May 4, 2006
Trading Fees on the Exchanges
The WSJ today, in an article by Aaron Lucchetti "Nasdaq, NYSE Wrestle it Out Over Trading Fees," has begun to report on the juxtaposition of our exchanges going public with the traditional heavy SEC micro-management of the trading markets. It is an excellent article on matters that most traders could care less about. But, as Lucchetti has reported, a great deal is at stake.
The exchanges are wrangling over the rules for reporting internalized trades from brokerage houses and collecting the appropriate fees. The fees are an important element of Nasdaq's revenue. Why the wrangle? What should be a market based competition is a lobbying problem. The NYSE wants the SEC to prohibit the Nasdaq from collecting the fees. The NYSE cannot not collect such fees. The Nasdaq has petitioned to be and soon will be an exchange itself. Will it now also be prohibited from collecting the fees? Will a joint venture between the Nasdaq and the old NASD be approved by the SEC to allow the Nasdaq to continue to do what it did before it was an exchange? Good grief.
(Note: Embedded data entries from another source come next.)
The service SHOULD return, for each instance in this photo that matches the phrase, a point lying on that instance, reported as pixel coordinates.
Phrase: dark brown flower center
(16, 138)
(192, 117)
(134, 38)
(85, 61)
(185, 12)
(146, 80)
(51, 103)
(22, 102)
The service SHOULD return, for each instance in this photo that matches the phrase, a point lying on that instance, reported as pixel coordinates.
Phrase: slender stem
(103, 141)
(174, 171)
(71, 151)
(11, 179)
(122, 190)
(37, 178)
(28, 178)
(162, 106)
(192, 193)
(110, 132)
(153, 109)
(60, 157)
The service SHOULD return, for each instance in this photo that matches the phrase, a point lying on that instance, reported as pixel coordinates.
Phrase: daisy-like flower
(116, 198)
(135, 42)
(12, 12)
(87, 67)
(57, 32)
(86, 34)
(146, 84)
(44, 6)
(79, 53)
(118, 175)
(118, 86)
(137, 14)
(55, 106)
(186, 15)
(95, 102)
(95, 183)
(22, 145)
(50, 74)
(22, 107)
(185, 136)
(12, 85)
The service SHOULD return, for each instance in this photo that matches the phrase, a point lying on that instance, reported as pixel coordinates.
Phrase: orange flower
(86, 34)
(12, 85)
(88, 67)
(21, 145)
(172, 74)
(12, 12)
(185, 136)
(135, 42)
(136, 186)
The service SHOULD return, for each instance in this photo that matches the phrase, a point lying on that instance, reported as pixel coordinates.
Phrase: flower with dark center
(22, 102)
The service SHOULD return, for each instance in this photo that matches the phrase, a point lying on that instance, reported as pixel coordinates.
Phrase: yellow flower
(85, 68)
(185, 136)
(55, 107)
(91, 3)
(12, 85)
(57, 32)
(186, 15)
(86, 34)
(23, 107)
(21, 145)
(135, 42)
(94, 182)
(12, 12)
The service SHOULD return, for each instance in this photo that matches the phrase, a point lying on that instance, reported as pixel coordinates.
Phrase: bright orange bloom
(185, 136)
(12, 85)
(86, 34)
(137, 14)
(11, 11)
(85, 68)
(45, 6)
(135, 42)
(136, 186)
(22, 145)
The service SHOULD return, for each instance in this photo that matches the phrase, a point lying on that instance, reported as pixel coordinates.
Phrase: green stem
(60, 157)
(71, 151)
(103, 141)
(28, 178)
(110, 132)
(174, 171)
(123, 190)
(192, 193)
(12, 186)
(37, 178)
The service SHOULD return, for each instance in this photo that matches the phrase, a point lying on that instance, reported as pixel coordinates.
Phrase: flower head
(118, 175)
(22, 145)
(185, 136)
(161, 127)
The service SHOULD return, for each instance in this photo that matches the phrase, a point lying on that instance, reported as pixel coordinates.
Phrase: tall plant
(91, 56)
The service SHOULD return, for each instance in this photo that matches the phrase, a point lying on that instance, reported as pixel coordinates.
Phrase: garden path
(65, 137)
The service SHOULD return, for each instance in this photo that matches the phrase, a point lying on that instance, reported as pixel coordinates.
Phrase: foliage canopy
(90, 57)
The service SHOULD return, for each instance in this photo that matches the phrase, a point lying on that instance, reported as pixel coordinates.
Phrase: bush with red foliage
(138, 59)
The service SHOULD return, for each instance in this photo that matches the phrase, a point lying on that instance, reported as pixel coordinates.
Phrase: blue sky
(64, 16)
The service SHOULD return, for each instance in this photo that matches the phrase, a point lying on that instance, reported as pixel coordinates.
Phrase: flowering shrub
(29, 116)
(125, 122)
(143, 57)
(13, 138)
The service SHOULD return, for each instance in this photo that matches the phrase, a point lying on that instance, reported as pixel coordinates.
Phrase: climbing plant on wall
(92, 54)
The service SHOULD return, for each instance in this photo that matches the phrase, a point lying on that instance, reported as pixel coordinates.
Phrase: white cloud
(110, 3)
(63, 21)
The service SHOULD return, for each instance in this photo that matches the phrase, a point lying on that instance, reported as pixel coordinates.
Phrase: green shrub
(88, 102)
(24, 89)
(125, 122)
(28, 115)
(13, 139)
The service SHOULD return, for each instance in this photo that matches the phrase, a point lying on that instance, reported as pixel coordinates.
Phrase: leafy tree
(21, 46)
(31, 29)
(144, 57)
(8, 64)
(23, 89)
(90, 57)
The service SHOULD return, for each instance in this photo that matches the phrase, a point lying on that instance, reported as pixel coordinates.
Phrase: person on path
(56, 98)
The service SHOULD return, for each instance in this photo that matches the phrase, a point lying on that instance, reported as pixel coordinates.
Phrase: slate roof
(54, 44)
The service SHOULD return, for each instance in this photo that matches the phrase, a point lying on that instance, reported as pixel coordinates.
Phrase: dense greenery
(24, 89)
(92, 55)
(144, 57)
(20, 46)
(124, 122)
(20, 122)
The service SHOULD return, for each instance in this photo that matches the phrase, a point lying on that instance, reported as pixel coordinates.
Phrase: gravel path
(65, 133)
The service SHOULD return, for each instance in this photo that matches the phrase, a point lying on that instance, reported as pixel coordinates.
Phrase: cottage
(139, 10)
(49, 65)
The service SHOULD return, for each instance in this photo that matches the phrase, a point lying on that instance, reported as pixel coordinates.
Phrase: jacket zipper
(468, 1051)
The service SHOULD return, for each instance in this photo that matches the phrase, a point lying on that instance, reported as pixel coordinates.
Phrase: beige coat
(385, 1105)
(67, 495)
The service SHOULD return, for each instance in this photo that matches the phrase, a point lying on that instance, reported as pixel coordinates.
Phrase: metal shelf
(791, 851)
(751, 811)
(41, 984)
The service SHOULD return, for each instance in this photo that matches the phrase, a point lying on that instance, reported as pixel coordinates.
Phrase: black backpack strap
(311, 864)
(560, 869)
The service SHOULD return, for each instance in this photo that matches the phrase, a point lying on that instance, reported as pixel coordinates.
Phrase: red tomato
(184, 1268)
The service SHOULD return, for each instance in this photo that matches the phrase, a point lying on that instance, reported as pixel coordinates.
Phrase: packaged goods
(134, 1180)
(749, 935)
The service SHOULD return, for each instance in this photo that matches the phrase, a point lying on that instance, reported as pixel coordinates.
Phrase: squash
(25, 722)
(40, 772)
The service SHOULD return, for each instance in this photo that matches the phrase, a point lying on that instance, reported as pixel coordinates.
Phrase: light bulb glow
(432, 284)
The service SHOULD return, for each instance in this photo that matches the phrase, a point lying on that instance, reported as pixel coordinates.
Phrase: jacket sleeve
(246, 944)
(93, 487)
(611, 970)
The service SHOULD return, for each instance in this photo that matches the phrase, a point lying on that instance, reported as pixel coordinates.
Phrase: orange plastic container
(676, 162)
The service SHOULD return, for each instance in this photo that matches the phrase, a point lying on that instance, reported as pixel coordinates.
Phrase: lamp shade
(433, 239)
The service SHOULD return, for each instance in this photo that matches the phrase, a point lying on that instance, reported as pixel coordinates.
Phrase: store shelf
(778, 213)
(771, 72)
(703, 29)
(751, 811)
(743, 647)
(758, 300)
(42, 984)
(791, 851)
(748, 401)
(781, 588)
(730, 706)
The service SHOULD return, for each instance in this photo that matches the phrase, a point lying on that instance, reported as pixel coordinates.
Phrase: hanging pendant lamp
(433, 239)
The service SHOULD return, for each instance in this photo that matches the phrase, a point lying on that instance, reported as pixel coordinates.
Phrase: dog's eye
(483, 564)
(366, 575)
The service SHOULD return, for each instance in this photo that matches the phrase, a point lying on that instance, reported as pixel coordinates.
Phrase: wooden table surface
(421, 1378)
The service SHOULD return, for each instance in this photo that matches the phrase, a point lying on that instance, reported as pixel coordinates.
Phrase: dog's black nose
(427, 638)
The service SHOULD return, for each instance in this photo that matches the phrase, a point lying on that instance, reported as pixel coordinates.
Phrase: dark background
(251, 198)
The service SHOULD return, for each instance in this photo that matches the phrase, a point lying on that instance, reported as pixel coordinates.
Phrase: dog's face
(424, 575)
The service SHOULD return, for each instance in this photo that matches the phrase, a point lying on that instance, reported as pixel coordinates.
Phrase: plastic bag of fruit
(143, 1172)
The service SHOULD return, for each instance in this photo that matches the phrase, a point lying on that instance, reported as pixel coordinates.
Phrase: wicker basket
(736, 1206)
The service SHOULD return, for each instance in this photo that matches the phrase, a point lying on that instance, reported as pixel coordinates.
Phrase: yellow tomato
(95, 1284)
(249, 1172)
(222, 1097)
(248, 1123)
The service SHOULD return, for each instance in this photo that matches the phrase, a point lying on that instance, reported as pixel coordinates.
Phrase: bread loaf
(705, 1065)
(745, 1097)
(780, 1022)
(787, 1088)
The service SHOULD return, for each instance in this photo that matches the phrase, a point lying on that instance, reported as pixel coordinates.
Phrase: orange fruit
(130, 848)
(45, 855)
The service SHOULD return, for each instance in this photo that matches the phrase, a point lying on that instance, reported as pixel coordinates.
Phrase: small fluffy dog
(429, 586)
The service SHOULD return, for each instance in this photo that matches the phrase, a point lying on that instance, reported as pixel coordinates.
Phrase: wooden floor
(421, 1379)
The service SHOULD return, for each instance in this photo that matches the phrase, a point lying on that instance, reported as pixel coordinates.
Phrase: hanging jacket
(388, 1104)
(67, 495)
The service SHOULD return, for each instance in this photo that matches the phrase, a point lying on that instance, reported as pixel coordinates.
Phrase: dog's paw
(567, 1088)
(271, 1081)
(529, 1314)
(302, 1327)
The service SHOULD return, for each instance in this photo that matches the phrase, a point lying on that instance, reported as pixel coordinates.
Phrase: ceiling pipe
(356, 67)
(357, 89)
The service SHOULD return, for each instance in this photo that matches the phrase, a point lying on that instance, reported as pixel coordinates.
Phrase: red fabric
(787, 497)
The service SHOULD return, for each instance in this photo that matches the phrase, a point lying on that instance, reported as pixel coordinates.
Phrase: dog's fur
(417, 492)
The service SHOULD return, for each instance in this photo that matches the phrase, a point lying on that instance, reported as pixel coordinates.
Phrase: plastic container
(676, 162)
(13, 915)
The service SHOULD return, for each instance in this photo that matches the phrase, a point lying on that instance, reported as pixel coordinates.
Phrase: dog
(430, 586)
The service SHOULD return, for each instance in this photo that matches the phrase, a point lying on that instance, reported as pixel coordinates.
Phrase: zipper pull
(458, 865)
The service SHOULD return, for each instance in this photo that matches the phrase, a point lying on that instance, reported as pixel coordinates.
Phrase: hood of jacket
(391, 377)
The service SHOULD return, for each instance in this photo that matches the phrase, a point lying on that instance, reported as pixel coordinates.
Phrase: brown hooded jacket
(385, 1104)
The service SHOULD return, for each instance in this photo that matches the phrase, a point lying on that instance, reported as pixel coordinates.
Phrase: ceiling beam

The SEC should have nothing to do with this. The exchanges should compete for the fees for reporting the internalized trades. But the SEC, long comfortable regulating the smallest details of the exchanges' last trade reporting systems when all the exchanges were not-for-profit member organizations, will, no doubt, try to structure the reporting system containing the new for-profit exchanges. The SEC, as we have seen with Regulation NMS, is heading in the wrong direction of more regulation, not less. The SEC is acting more and more like a state public utilities commission but without the economic justification. National markets are not natural monopolies.